Comment le Théâtre contribuerait à un meilleur questionnement de certains aspects de l’Autisme 20

Posted by on Juin 13, 2014 in Blog

Commençons par observer ce qu’observe le spectateur de la représentation théâtrale. Nous parlons d’un spectateur habitué à ce genre de spectacle ou, en tout cas, prévenu plus ou moins de ce à quoi il va assister. Il remarque que, dans la salle où il est présent, il se tient un plateau, ou un espace scénique, présent. Est éventuellement présent aussi, un rideau « rouge » et, lorsque celui-ci s’ouvre, des éléments de décor (qualifiés aujourd’hui de scènographiques). De même, seront également présents, dès le lever du rideau ou quelque temps après, des acteurs en chair et en os. Jusqu’ici, il n’y a pas de distinction entre cette représentation théâtrale et la représentation d’un autre style de spectacle. Encore qu’il faille noter la différence entre ces types de spectacles et ceux de la rue, de l’espace public, où les spectateurs sont d’abord des témoins, dans la mesure où ils n’avaient pas l’intention d’assister à un spectacle particulier. Dans la mesure où ils ne faisaient pas « profession d’être spectateurs » (il est intéressant de se référer à certaines performances de certaines compagnies « d’arts de la rue » qui parviennent, aux moyen d’évènements inattendus, à transformer les passants indifférents en témoins, puis ces témoins en spectateurs).
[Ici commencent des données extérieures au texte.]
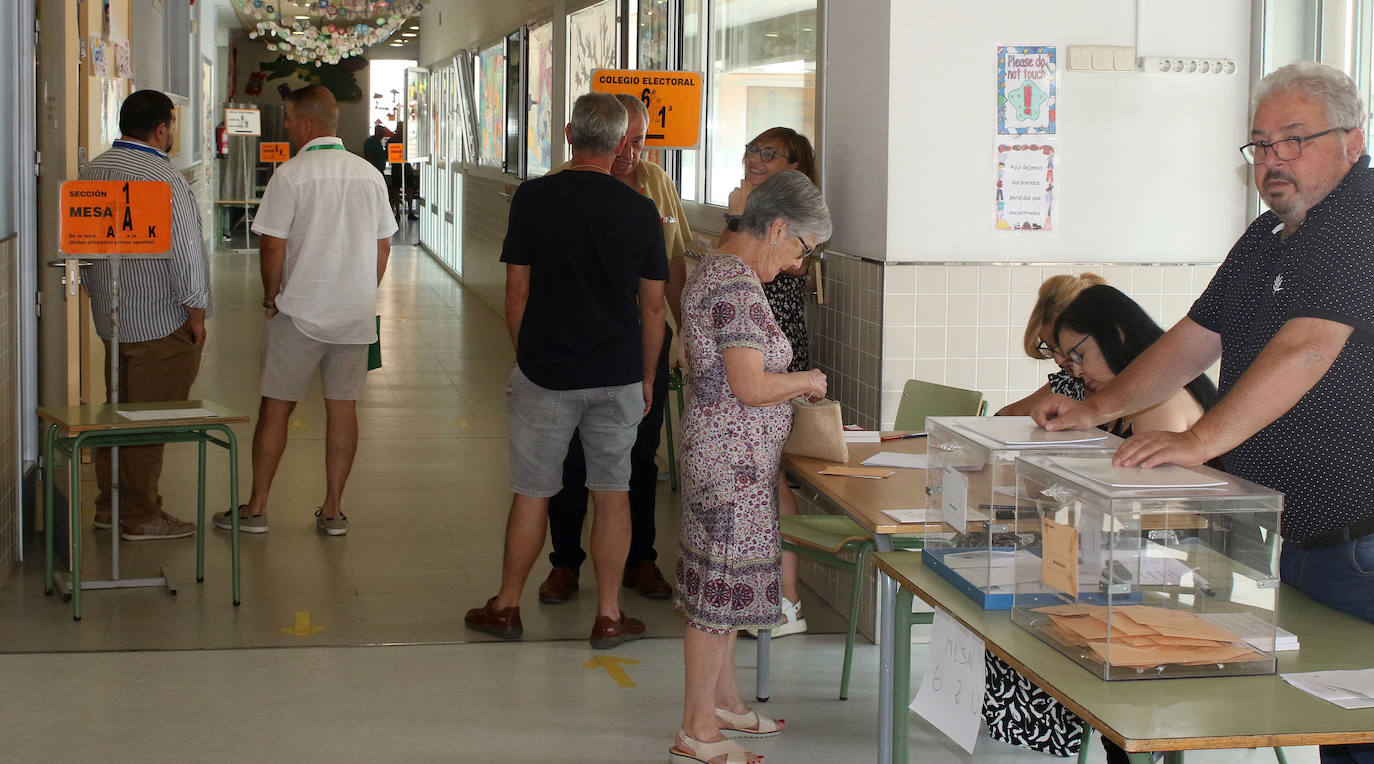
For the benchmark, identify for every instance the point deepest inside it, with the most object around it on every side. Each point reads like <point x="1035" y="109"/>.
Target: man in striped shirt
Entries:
<point x="162" y="309"/>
Revenons aux spectacles dont le spectateur est, délibérément dès le départ, le spectateur. Que perçoit-il ce spectateur ? des acteurs ou des personnages ? La distinction est fondamentale, quand bien même le terme de personnage n’est plus vraiment à la mode et que subsumer l’existence de celui-ci soit tenu pour une position réactionnaire reflétant l’état d’aliénation dans laquelle se trouve la personne qui croit à pareilles billevesées. Fondamentale, la distinction ne porte pas seulement sur la perception du spectateur mais aussi, si ce n’est surtout, sur la démarche empruntée par l’interprète. Précision importante parce que beaucoup de démarches d’interprétation « dramatique » n’affichent aucune défiance à l’encontre du personnage mais le réduisent à n’être plus qu’un effet de signification : masques, caricatures, objets à distancier etc…Il y a les spectacles qui font fi carrément du personnage, ceux, malins, qui l’utilisent comme une citation et ceux qui s’efforcent de le faire vivre. Ces derniers, ce sont les spectacles de théâtre – au sens vrai du terme.

Avec la distinction entre les acteurs et les personnages, il en va d’une différence plus profonde dont nous n’avons pas encore fait état : la différence entre le « présent », les « présents » et la « Présence ». Le spectateur qui perçoit le présent du plateau, les présents scènographiques et les présents des interprètes en chair et en os, peut aussi percevoir les présents des personnages qui ne sont pas exactement des présents mais plutôt de la Présence. Il est vrai qu’on a toujours parlé de la présence de certaines actrices et certains acteurs qui, d’ailleurs en « possèdent » beaucoup plus que leurs camarades auxquels elle semble manquer, mais, en parlant de leur présence, on ne s’est pas rendu compte, qu’en réalité, on faisait allusion à celle du personnage qui les « habitait ». On nous opposera que, même en dehors de la scène, même lorsqu’ils ne jouent pas, ces actrices et ces acteurs jouissent d’une présence remarquable. Nous préciseront que, sur la scène, ils n’étaient pas automatiquement habités par un des personnages signifiés dans la pièce et, que dans le civil, de toutes façons, il sont habités par un personnage curieusement indécidable qui serait « eux-mêmes ». Cette habitation est la marque de la Présence laquelle outrepasse les présents de chaque lieu et chaque instant.

La principale différence entre les présents et la Présence est ressentie, par le spectateur, de la façon suivante : quand un élément du décor ou un acteur sortent de scène, ils ne sont plus présents (même s’ils restent présents dans son souvenir). En revanche, lorsqu’un personnage quitte la scène et n’y est plus présent, sa Présence existe toujours. Il est important de comprendre que le fait d’être absent ou le fait d’être présent, qui pourtant se contredisent, font tous deux partie de la Présence. Certes, la Présence existe hors de la scène du théâtre, mais c’est grâce au théâtre que le spectateur en ressent l’existence. De même qu’elle existe en ce qui concerne toute chose et pas seulement les êtres humains, mais ce sont eux qui, en jouant le théâtre, la lui font ressentir – il est préférable d’établir une distinction entre les acteurs et les actants qui ne font qu’agir et signifier les personnages, lesquels sont alors réduits à des marionnettes et des symboles. Le fossé entre la perception des présents et la perception de la Présence creuse une séparation entre les autistes et les humains prétendument intégrés.